The final album in this sequence of three is ‘Unreasonable Behaviour’, released in 2000, it represented Garnier’s most polished and professional collection of tracks to that particular point. Whether each individual track appeals or not can be set aside for a moment, because for the first time Garnier’s production skill is in sync with his ambition. The album is more detail orientated, and is a more in-depth exploration of sound, tracks such as ‘Last Tribute from the 20th Century’ and ‘Communications from the Lab’ are evidence of Garnier trying to fabricate a narrative to accompany the music, which to a certain extent he succeeds in doing. One of the more upbeat tracks ‘The Sounds of the Big Babou’ is an absolute thumper, on the right system in the right setting I can imagine this completely tearing a dancefloor apart, that it comes from the same album as the broody, melancholic but undeniably powerful ‘Forgotten Thoughts’ is testament to Garnier’s versatility. Finally there is ‘The Man with the Red Face’, one of Garnier’s most loved tracks and my favourite of the album. The track sticks to the more sombre mood of the album in generality yet those jazzy influences and funky sounds cannot be ignored; Garnier’s love for all things Detroit and his technical production skill converge to create a track with immense playability and euphoria inducing grooves.

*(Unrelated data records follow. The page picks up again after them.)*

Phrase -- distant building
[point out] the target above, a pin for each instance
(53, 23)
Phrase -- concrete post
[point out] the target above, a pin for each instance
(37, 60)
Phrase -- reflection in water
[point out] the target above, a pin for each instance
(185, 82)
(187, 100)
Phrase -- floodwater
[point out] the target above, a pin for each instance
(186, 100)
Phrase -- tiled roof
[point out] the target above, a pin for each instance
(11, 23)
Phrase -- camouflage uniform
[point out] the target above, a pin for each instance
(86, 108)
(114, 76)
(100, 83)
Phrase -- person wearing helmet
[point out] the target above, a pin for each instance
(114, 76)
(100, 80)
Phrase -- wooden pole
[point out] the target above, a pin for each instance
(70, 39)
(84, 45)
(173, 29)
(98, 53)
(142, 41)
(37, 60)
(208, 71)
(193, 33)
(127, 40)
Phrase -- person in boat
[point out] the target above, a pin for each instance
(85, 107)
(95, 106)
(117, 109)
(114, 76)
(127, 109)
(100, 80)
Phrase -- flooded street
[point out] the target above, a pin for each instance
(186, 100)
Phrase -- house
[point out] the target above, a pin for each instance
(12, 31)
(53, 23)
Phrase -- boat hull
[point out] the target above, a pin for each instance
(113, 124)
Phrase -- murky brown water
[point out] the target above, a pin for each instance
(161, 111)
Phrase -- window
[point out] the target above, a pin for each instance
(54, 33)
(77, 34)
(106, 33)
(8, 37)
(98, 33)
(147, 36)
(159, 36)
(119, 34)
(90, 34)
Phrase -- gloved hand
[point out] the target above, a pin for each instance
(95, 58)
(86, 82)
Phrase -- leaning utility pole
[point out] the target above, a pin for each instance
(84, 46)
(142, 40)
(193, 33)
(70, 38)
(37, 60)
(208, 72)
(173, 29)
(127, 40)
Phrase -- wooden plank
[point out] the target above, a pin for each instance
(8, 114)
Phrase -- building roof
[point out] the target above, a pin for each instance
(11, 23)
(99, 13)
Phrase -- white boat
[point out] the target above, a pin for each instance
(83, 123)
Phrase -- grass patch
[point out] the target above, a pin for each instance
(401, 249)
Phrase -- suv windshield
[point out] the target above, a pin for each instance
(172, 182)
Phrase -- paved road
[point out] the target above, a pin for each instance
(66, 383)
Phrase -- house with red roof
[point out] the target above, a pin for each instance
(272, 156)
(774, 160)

Laurent Garnier has been producing for fifteen years since the release of ‘Unreasonable Behavior’ and in that time his work has been too prolific and too stellar to properly document, for many – myself included – his later work overshadows his early outputs, but that does not mean it should be ignored. His first three albums released on his own label, before he’d gained our trust and before he was seen as one of European Techno’s godfathers, represent his climb to the top. His ambition and love for the music is evident from day one and yet it takes him three albums and over six years to fully realise his potential, to fully arrive at ‘Unreasonable Behaviour’ and start to resemble to the producer we are more acquainted with today. That man we know today is my Laurent Garnier: creative, innovative, finely tuned and utterly engaged with the music. Some may struggle to disassociate him from the man behind unmentioned classics such as ‘Acid Eiffel’ or ‘Tales of a Kleptomaniac’ and others still may prefer his earlier, rawer and potentially more honest productions. Whatever the case, it is hard to deny the man’s genius and it is neigh on impossible to deny his love for the music.